Even more popular than the word password were the numbers 123456, 12345, 123456789. Other numbers and keyboard patterns also appear frequently. When I laid out the 1000 passwords on the quilt, I scaled them all according to their popularity. The most popular number sequence was chosen by more than three times as many people as the next most common password and was so large that I decided to place it in the background behind the other passwords so that it wouldn’t overwhelm the composition.

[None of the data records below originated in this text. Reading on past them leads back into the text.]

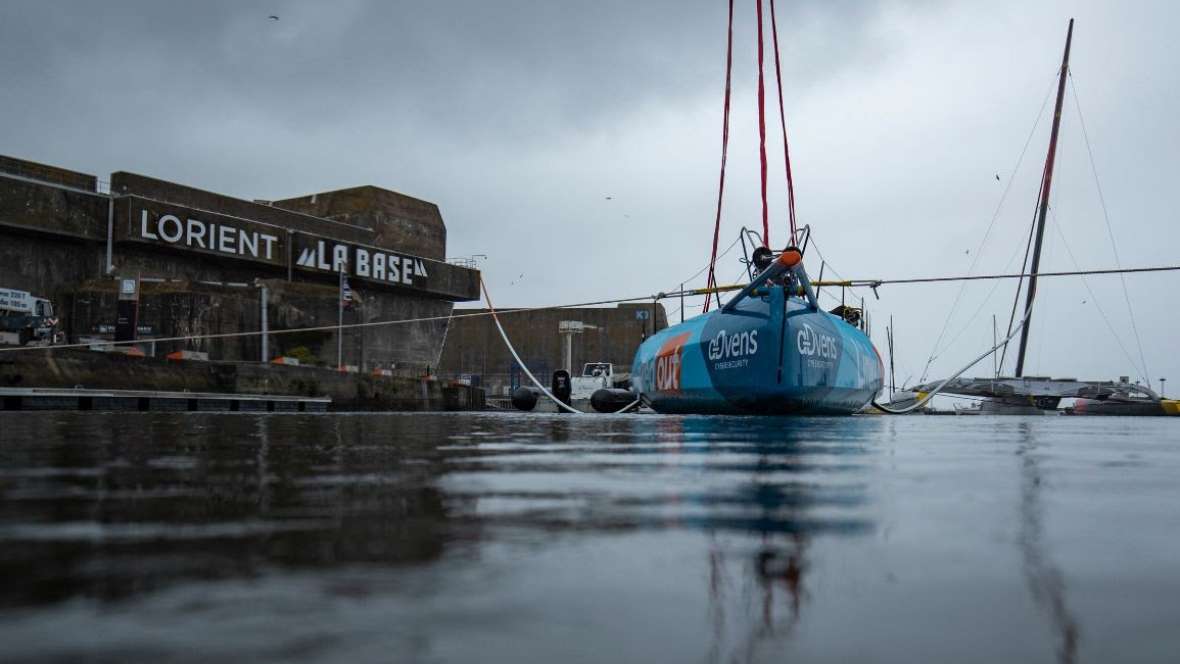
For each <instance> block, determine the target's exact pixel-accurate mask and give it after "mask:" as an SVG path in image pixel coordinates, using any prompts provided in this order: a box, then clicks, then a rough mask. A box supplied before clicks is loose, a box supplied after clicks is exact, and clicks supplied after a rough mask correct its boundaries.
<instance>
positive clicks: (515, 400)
mask: <svg viewBox="0 0 1180 664" xmlns="http://www.w3.org/2000/svg"><path fill="white" fill-rule="evenodd" d="M538 399H540V390H539V389H537V388H535V387H526V386H520V387H518V388H516V389H513V390H512V406H513V407H514V408H516V409H517V410H532V409H533V408H536V407H537V400H538Z"/></svg>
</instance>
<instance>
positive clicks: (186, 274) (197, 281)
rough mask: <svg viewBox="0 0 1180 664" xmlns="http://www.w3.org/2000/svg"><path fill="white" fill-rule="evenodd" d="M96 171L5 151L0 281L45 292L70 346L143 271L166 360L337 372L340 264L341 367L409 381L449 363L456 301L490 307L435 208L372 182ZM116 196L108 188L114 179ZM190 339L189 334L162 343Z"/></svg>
mask: <svg viewBox="0 0 1180 664" xmlns="http://www.w3.org/2000/svg"><path fill="white" fill-rule="evenodd" d="M99 189H100V188H99V180H98V178H97V177H96V176H93V175H87V173H80V172H76V171H70V170H66V169H60V167H55V166H47V165H42V164H37V163H32V162H26V160H21V159H14V158H9V157H2V156H0V288H12V289H18V290H27V291H31V292H33V294H35V295H39V296H42V297H48V298H51V300H52V301H53V303H54V304H55V308H57V313H58V316H59V317H60V318H61V328H63V330H64V331H65V334H66V336H67V338H68V340H70V341H72V342H78V341H87V340H103V338H111V336H112V333H113V328H114V317H116V310H117V298H118V294H117V280H118V278H139V280H140V297H139V311H138V330H139V335H138V336H139V338H140V340H143V341H144V346H146V347H148V348H149V350H150V351H153V354H155V355H157V356H160V355H165V354H168V353H171V351H175V350H195V351H202V353H208V355H209V359H210V360H225V361H251V362H256V361H258V360H260V359H261V353H262V340H261V336H260V335H243V336H230V337H221V338H205V337H203V336H202V335H217V334H232V333H254V331H258V330H261V324H262V320H261V318H262V309H261V305H262V304H261V297H262V287H266V290H267V294H268V296H267V317H268V323H269V330H271V331H278V330H295V329H304V328H323V329H315V330H307V331H299V333H291V334H271V335H269V336H268V346H269V350H270V353H269V355H271V356H282V355H288V356H297V357H301V359H302V360H303V361H304V362H310V363H319V364H322V366H329V367H335V364H336V343H337V337H336V330H335V329H332V328H333V327H334V326H336V322H337V303H339V301H340V287H339V282H340V270H346V274H347V275H348V283H349V287H350V291H352V301H353V304H352V305H350V307H349V308H348V309H347V310H346V311H345V317H343V322H345V324H346V326H347V324H353V323H366V322H379V321H393V320H409V318H433V320H430V321H424V322H415V323H407V324H393V326H372V327H361V328H354V329H348V328H346V329H345V330H343V334H342V336H341V340H340V341H341V346H342V355H343V363H345V364H347V366H353V367H356V368H358V370H361V372H369V370H373V369H391V370H394V372H396V373H399V374H402V373H415V374H417V373H424V372H427V370H432V369H433V368H437V367H438V364H439V360H440V354H441V351H442V346H444V341H445V337H446V334H447V320H446V318H447V316H448V315H450V314H451V311H452V308H453V305H454V303H455V302H465V301H473V300H478V297H479V272H478V271H477V270H473V269H470V268H466V267H461V265H454V264H450V263H447V262H446V258H445V256H446V225H445V224H444V222H442V217H441V215H440V212H439V209H438V206H437V205H435V204H433V203H428V202H426V200H420V199H417V198H412V197H409V196H405V195H401V193H396V192H394V191H388V190H385V189H380V188H376V186H358V188H352V189H343V190H339V191H328V192H321V193H313V195H309V196H302V197H297V198H289V199H284V200H274V202H261V200H253V202H251V200H244V199H240V198H234V197H230V196H223V195H218V193H212V192H209V191H203V190H199V189H195V188H191V186H185V185H182V184H176V183H170V182H165V180H160V179H156V178H151V177H146V176H142V175H137V173H130V172H124V171H119V172H114V173H112V175H111V177H110V186H109V190H106V191H99ZM104 189H106V188H104ZM166 337H190V338H188V340H185V341H160V342H158V343H156V342H153V340H156V338H166Z"/></svg>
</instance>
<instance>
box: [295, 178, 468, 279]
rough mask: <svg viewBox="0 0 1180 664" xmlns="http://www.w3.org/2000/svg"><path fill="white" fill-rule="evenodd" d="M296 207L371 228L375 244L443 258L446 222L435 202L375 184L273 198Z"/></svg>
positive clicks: (317, 214) (430, 256)
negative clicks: (402, 194)
mask: <svg viewBox="0 0 1180 664" xmlns="http://www.w3.org/2000/svg"><path fill="white" fill-rule="evenodd" d="M274 205H275V206H276V208H284V209H288V210H297V211H300V212H306V213H308V215H314V216H316V217H323V218H328V219H335V221H339V222H345V223H348V224H356V225H360V226H365V228H367V229H372V231H373V234H374V239H373V241H372V242H371V244H375V245H376V246H396V248H401V250H402V251H407V252H409V254H413V255H415V256H421V257H422V258H433V259H435V261H445V259H446V224H444V223H442V215H441V213H440V212H439V208H438V205H435V204H433V203H430V202H426V200H420V199H418V198H412V197H409V196H405V195H402V193H398V192H395V191H389V190H387V189H380V188H376V186H354V188H352V189H341V190H339V191H327V192H323V193H313V195H310V196H302V197H299V198H288V199H286V200H275V202H274Z"/></svg>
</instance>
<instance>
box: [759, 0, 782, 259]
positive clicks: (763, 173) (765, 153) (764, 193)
mask: <svg viewBox="0 0 1180 664" xmlns="http://www.w3.org/2000/svg"><path fill="white" fill-rule="evenodd" d="M762 51H763V48H762V0H758V151H759V157H760V158H761V166H762V246H769V245H771V221H769V212H768V210H767V206H766V86H765V85H763V84H762ZM775 58H778V53H775Z"/></svg>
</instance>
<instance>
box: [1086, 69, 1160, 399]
mask: <svg viewBox="0 0 1180 664" xmlns="http://www.w3.org/2000/svg"><path fill="white" fill-rule="evenodd" d="M1069 88H1070V90H1071V91H1074V107H1075V109H1077V120H1079V124H1081V125H1082V138H1083V139H1084V140H1086V153H1087V155H1088V156H1089V158H1090V172H1093V173H1094V188H1095V189H1097V192H1099V204H1100V205H1101V206H1102V219H1103V221H1104V222H1106V226H1107V237H1109V238H1110V251H1112V252H1113V254H1114V264H1115V265H1117V267H1120V268H1121V267H1122V263H1121V262H1120V261H1119V245H1117V244H1115V242H1114V229H1113V228H1112V226H1110V213H1109V212H1108V211H1107V206H1106V196H1103V195H1102V183H1101V182H1099V167H1097V165H1096V164H1095V163H1094V150H1092V149H1090V134H1089V132H1088V131H1086V117H1084V116H1082V103H1081V100H1080V99H1079V98H1077V86H1076V85H1075V84H1074V72H1073V70H1070V71H1069ZM1120 278H1121V280H1122V296H1123V298H1125V300H1126V301H1127V316H1128V317H1129V318H1130V329H1132V331H1134V333H1135V344H1136V346H1138V347H1139V361H1140V363H1141V364H1142V368H1143V380H1145V381H1147V388H1148V389H1152V379H1151V377H1148V376H1149V375H1151V374H1149V373H1148V370H1147V357H1146V356H1145V355H1143V342H1142V340H1140V337H1139V324H1136V323H1135V311H1134V310H1132V308H1130V292H1128V290H1127V278H1126V277H1123V276H1121V275H1120ZM1134 363H1135V362H1132V364H1134Z"/></svg>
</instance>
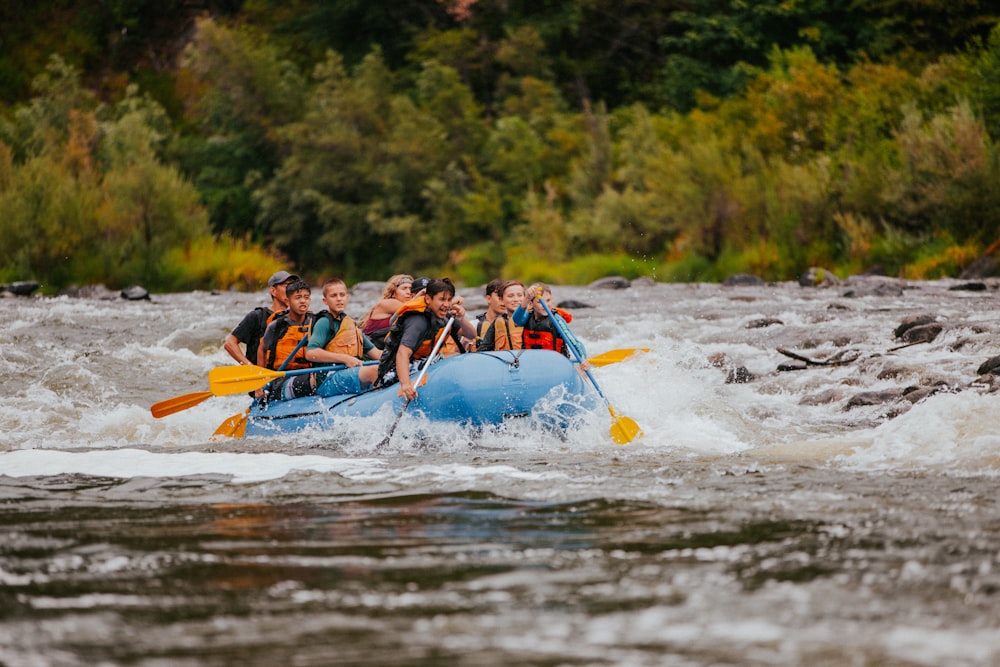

I made a few mistakes when designing the quilt that I didn’t notice until I was quilting it (quilting this quilt provided an opportunity to reflect on all the passwords yet again as I stitched past them). One problem was that when I transferred the top 1000 password list to Microsoft Excel while categorizing the passwords, the spreadsheet program removed all the zeros at the beginning of passwords. As a result there are three passwords that are actually strings of zeros (5, 6, and 8 zeros) that are printed simply as 0. In addition there are three number strings that start with a 0 followed by other digits are printed without the leading 0. Another problem was that the color I selected for jesus, christian, angel, and a number of other religious words blended in with the background numbers when printed on fabric, making those words almost invisible (even though they showed up fine on my computer screen). I had carefully checked most of the colors I used against a Spoonflower color guide printed on fabric, but had inadvertently forgotten to check this particular color. I reprinted about half a dozen of these words in a darker color and sewed them onto the quilt like patches that one might add to repair a well-worn spot.
There are also some passwords that I colored according to one category, and upon further reflection I am convinced more likely were selected for a different reason and should be in a different category, but we’ll never know for sure. I invite viewers to discover the common themes represented by my color-coded categories and to speculate themselves about what users were thinking when they created these passwords. Zoom in on the thumbnail images above to see all of the smaller passwords in detail.
The colors, size, and format of this quilt were designed to be reminiscent of a baby quilt, which I imagine might become a security blanket. Like the passwords included in this piece, a security blanket offers comfort, but ultimately no real security.